Another area on which Degussa focused at that time was research into and production of triazine cyanuric chloride, which was initially used as an optical brightener and reactive dye. An agreement with the main competitor on joint patent utilization made it possible for Degussa to produce the substance itself. When a crop protection agent based on cyanuric chloride was patented in the USA at the beginning of the 1950s, Werner Schwarze also began research in this area. Research contracts with the English company Shell were the driving force behind the work. In 1966 these efforts yielded a triazine that had been developed in Werner Schwarze’s laboratory and which proved to be a highly effective herbicide with a wide spectrum of application on maize and cereal crops. It was patented in 63 countries and under the name of Bladex® the product became Shell’s most successful herbicide - manufactured by Degussa.

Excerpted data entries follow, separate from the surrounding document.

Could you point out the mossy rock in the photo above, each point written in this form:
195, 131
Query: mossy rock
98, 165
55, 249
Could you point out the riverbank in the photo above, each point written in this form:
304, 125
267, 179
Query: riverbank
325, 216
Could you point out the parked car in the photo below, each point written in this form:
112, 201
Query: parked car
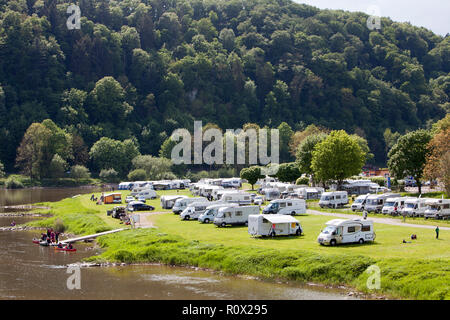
139, 206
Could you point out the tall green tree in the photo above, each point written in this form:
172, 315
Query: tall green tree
408, 156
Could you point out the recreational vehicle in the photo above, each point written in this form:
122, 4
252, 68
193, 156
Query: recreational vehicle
437, 208
241, 198
167, 202
273, 225
333, 199
234, 215
415, 207
211, 212
286, 206
375, 202
181, 204
360, 201
347, 231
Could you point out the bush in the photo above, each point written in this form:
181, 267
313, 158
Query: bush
137, 175
302, 180
109, 175
80, 172
13, 183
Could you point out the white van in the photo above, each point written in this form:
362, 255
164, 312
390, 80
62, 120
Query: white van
211, 212
437, 208
234, 215
241, 198
167, 202
286, 206
333, 199
273, 225
347, 231
195, 209
375, 202
394, 206
360, 201
181, 204
415, 207
147, 194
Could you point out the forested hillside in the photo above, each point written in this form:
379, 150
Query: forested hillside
141, 68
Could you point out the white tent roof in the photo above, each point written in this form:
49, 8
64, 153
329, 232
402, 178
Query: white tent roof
279, 218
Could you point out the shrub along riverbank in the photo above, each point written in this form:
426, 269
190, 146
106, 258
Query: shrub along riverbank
418, 270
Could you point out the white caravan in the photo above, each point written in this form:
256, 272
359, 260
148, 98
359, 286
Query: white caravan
347, 231
394, 206
234, 215
375, 202
437, 208
241, 198
147, 194
333, 199
273, 225
195, 209
360, 201
167, 202
286, 206
415, 207
181, 204
211, 212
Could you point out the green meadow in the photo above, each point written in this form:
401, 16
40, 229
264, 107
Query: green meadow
417, 270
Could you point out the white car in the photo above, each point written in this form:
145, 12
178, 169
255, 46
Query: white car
258, 200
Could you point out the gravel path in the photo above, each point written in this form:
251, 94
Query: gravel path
393, 222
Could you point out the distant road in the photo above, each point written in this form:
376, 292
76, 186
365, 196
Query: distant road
390, 221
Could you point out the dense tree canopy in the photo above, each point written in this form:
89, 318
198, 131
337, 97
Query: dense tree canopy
140, 69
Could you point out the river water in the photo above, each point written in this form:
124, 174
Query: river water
29, 271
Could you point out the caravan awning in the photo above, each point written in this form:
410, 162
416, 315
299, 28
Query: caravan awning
279, 218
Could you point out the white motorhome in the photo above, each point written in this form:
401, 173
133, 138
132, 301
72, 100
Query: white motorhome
286, 206
167, 202
211, 212
339, 231
415, 207
273, 225
241, 198
437, 208
234, 215
375, 202
394, 206
333, 199
147, 194
195, 209
360, 201
181, 204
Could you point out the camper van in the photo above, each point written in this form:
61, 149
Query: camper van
147, 194
234, 215
273, 225
333, 199
211, 212
437, 208
360, 201
415, 207
241, 198
286, 206
339, 231
195, 209
375, 202
167, 202
181, 204
394, 206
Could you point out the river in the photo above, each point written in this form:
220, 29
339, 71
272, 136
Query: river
29, 271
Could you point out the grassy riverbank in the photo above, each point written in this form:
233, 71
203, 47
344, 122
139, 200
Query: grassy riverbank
419, 270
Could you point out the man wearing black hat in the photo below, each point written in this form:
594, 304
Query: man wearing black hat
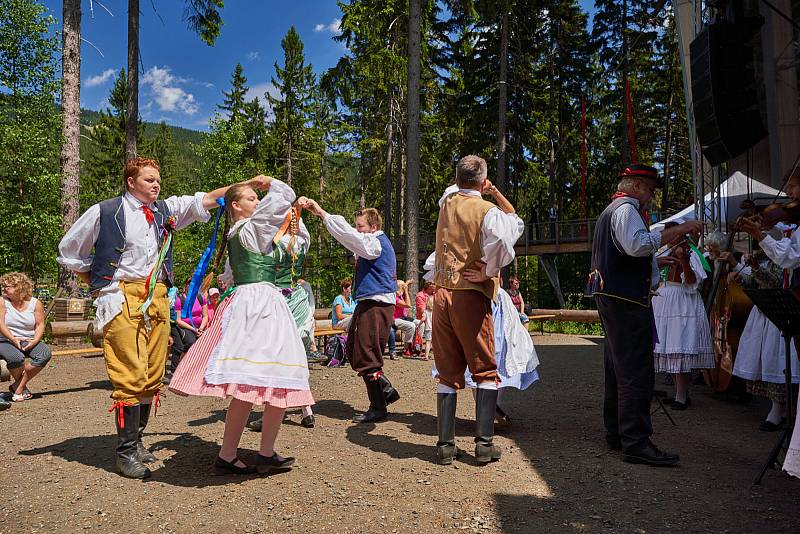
623, 274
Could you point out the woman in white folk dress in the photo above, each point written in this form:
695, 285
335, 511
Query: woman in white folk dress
252, 351
684, 337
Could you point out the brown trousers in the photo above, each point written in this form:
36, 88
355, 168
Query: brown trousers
463, 336
368, 334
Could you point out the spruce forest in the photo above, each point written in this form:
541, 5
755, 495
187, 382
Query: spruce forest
503, 79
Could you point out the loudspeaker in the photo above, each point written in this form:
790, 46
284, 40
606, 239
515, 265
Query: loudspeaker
727, 113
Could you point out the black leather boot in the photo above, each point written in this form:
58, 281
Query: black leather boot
127, 423
389, 392
143, 454
485, 450
377, 402
446, 450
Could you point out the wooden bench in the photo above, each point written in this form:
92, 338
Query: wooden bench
541, 318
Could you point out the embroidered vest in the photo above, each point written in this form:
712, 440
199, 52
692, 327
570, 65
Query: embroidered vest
458, 243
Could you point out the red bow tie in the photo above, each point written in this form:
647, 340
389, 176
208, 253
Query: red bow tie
148, 213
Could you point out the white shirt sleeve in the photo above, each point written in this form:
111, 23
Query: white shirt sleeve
187, 209
499, 233
365, 246
430, 263
75, 248
785, 252
630, 233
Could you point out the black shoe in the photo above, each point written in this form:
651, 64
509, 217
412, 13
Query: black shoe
649, 454
142, 453
680, 406
614, 443
389, 392
307, 422
266, 465
769, 426
377, 402
222, 467
128, 462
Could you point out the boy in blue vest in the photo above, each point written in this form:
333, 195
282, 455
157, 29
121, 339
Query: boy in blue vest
375, 285
118, 248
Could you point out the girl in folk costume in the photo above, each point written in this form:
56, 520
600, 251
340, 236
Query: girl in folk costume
684, 337
760, 359
290, 246
252, 351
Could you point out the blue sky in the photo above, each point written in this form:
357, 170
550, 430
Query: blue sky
181, 78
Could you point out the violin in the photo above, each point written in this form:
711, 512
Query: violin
771, 214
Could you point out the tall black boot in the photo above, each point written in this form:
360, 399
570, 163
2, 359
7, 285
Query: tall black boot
485, 450
143, 454
446, 449
389, 392
377, 402
127, 423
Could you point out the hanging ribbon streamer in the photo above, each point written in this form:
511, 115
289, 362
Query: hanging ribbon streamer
631, 129
152, 278
202, 267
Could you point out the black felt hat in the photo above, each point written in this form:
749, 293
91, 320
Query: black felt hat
637, 170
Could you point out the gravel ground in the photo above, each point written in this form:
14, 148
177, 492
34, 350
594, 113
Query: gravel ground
57, 463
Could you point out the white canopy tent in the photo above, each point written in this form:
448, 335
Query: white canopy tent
731, 194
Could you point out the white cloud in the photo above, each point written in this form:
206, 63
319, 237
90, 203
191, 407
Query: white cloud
335, 27
163, 86
100, 79
259, 91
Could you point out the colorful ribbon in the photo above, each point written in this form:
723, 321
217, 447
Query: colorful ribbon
152, 278
202, 267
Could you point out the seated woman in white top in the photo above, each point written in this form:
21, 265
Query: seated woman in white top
21, 330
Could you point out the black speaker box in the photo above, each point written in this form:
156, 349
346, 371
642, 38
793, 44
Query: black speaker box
727, 113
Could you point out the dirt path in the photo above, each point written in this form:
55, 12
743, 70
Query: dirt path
57, 463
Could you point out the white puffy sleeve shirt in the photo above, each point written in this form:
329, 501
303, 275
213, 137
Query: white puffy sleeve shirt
75, 251
633, 238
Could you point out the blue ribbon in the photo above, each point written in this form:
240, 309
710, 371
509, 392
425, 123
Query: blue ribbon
202, 267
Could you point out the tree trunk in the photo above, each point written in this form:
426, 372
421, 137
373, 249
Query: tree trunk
387, 193
289, 160
502, 99
668, 147
398, 191
132, 118
71, 131
625, 153
412, 145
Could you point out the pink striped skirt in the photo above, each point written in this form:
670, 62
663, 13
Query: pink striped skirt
189, 377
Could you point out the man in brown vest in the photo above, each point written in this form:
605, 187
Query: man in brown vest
474, 240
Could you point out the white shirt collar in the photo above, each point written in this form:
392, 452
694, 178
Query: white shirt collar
470, 192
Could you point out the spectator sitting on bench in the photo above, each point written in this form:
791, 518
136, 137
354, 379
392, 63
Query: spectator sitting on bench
343, 306
401, 308
21, 330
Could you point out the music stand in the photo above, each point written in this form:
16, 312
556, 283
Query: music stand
782, 307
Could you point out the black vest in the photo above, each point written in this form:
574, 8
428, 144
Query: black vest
110, 242
615, 273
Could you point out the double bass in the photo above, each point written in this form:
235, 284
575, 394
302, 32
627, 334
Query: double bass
729, 307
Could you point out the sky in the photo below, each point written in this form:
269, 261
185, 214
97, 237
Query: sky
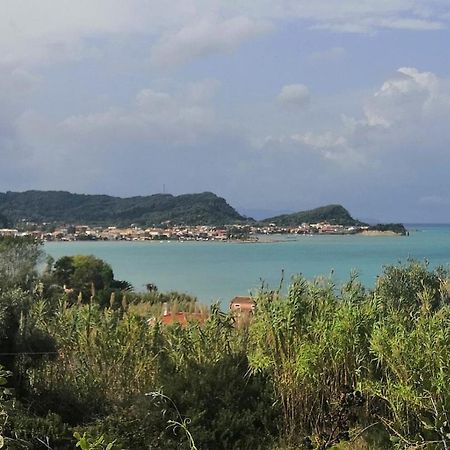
277, 106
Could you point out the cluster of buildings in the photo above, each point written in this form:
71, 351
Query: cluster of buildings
241, 308
47, 232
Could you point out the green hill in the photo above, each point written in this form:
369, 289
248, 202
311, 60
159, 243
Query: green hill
64, 207
335, 214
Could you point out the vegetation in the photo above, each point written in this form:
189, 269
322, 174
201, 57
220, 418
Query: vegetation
321, 367
334, 214
64, 207
394, 227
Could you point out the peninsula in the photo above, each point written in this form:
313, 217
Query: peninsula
59, 215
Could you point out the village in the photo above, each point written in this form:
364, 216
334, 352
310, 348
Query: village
169, 232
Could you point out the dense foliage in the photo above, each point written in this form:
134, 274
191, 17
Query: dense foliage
64, 207
319, 367
335, 214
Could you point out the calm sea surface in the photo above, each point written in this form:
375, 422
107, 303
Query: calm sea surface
218, 271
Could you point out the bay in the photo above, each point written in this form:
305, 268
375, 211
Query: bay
218, 271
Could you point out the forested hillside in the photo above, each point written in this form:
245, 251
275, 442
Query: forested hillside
64, 207
335, 214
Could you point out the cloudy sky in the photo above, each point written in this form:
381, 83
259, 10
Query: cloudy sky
276, 105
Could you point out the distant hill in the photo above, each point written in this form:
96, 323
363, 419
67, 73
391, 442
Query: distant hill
334, 214
64, 207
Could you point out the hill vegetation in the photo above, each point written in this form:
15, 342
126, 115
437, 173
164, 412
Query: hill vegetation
189, 209
64, 207
334, 214
317, 368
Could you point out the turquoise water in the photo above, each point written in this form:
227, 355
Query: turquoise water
219, 271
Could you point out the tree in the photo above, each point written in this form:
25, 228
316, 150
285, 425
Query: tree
19, 257
82, 272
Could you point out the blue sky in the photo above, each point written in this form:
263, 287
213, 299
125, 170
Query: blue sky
275, 105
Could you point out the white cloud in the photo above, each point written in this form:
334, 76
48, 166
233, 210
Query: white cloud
153, 117
407, 117
332, 54
294, 94
408, 97
205, 37
34, 32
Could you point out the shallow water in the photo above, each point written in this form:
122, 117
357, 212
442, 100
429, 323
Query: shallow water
215, 271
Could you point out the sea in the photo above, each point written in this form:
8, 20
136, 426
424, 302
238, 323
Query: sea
218, 271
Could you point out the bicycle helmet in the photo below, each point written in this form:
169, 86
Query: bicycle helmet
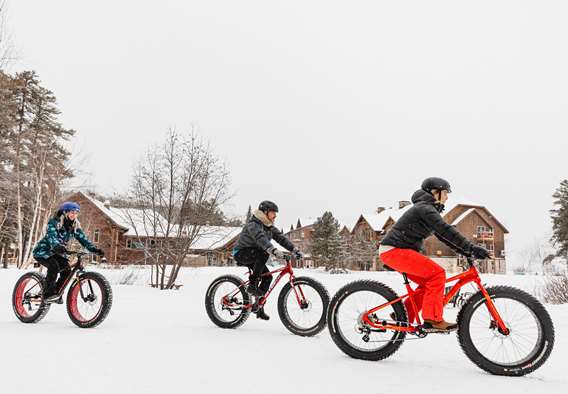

Research at Shell’s Swiss competitor Geigy had yielded another substance class of herbicidal derivatives from cyanuric chloride, methylmercaptodiaminotriazines (Tryatryne). At the end of the 1960s, Werner Schwarze discovered an elegant manufacturing process for their key intermediate product, methylmercaptodichlorotriazine (MDT), which made Degussa the main supplier of MDT and cyanuric chloride in Europe.

In 1978, Werner Schwarze officially retired, but continued to devote himself to the synthesis of pesticides in the Degussa laboratory until 1985. In September 1997 “50 years of amino acids for animal feed” was celebrated at Degussa in Antwerp. Similarly, in the research center in Hanau-Wolfgang near Frankfurt, the company honored its researcher by creating the Werner Schwarze scholarship for the promotion of amino acid research. It has been awarded annually to researchers down to the present day.